Today, was the best ride in 31 months! Today, Tonka and I connected. When a horse and rider connect, it is beautiful, powerful – it is spiritual.
I believe the Great Spirit blew HIS breath into the nostrils of the horse – he gave them life so they could held guide us. In the woods today, surrounded by creation and truly connected with my beloved mare – I know GOD was there and my prayers were heard. I am so thankful.
After a 3 hour ride, I smothered Tonka with kisses and scratches and stuffed her full of apples. She was so relaxed, I could feel her relief. Finally – I listened!!!
Bit of an odd topic for me – maybe the title should be “another bad idea”.
Let me explain, I am not a neat freak, my house is clean-ish. I try, truly I do. But farm chores come first. Of course, I vacuum and mop daily – I have a German Shepherd. Dishes and counter tops get the daily scrubbing – dust and clutter, I can overlook.

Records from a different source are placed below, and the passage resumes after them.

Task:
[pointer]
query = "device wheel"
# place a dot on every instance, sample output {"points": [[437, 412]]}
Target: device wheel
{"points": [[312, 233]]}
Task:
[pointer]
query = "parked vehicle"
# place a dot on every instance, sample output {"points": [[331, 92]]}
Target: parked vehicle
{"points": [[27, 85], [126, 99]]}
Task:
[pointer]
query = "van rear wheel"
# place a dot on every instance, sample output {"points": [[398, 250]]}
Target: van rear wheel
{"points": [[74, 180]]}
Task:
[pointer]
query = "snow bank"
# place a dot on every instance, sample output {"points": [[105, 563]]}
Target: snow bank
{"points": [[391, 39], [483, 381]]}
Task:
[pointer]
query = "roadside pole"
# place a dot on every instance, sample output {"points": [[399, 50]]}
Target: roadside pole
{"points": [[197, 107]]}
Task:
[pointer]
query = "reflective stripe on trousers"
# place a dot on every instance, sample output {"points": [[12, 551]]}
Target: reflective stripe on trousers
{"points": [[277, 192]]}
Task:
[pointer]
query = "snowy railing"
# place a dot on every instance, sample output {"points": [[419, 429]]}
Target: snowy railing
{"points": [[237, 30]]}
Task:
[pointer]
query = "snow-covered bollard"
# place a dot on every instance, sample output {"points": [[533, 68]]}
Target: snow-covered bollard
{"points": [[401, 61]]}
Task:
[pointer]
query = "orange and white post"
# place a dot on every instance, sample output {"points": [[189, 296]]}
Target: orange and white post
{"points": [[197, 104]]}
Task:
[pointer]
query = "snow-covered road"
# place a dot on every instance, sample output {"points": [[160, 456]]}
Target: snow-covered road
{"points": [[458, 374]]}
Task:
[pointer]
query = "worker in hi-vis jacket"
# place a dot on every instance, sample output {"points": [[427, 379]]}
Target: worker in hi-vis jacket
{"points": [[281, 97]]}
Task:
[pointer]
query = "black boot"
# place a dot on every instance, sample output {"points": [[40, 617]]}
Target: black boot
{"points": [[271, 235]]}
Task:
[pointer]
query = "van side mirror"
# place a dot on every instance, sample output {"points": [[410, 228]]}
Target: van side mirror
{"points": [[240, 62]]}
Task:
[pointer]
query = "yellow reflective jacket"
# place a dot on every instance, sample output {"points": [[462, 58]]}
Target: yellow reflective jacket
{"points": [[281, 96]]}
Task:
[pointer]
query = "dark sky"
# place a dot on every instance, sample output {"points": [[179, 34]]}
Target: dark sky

So I came up with a genius idea. I will put all my daily bathroom toiletries in this little basket. Everything will be nice and tidy versus sprawled all over the counter. Then, I simply pickup the basket to wipe down the vanity. Problem, when the age spot fade cream tube is the same color as the toothpaste tube – AAAAAHHH – I threw away my toothbrush and my breath is NOT minty fresh. Maybe the fade cream will remove coffee stains from my chompers??
OK, maybe I need to rethink my storage. But, this is not my worst idea – not by a long shot. There was the time I didn’t want to take time to go to the hair salon so I decided I could cut my own hair – how hard could it be?? That was my hat phase. Oh, then there was the time I super glued my bare foot to the floor – I may never live that one down.
I need more coffee.
In an effort to escape my dark, dark mood – I decided to work on acclimating my horses to their upcoming halloween costumes. OK, you may be able to guess the theme, but as you can see, Wildfire was not at all afraid of the sombrero. Horses and dogs and cat and goose, all make great therapist. The journey is still very hard, but they lift me up.
The upcoming solar eclipse is an exciting event – but I cannot help but worry about my horses and outdoor pets. Is that silly? Should I be concerned?
I can keep my house dogs in the house, I will just shut the dog door.
I think Gertie Goose is nearly blind already, so no worries for her. I think Flip Flop Kitty will be OK.
But what about my red mares? I know they are little stinkers, but they are my little stinkers and I love them.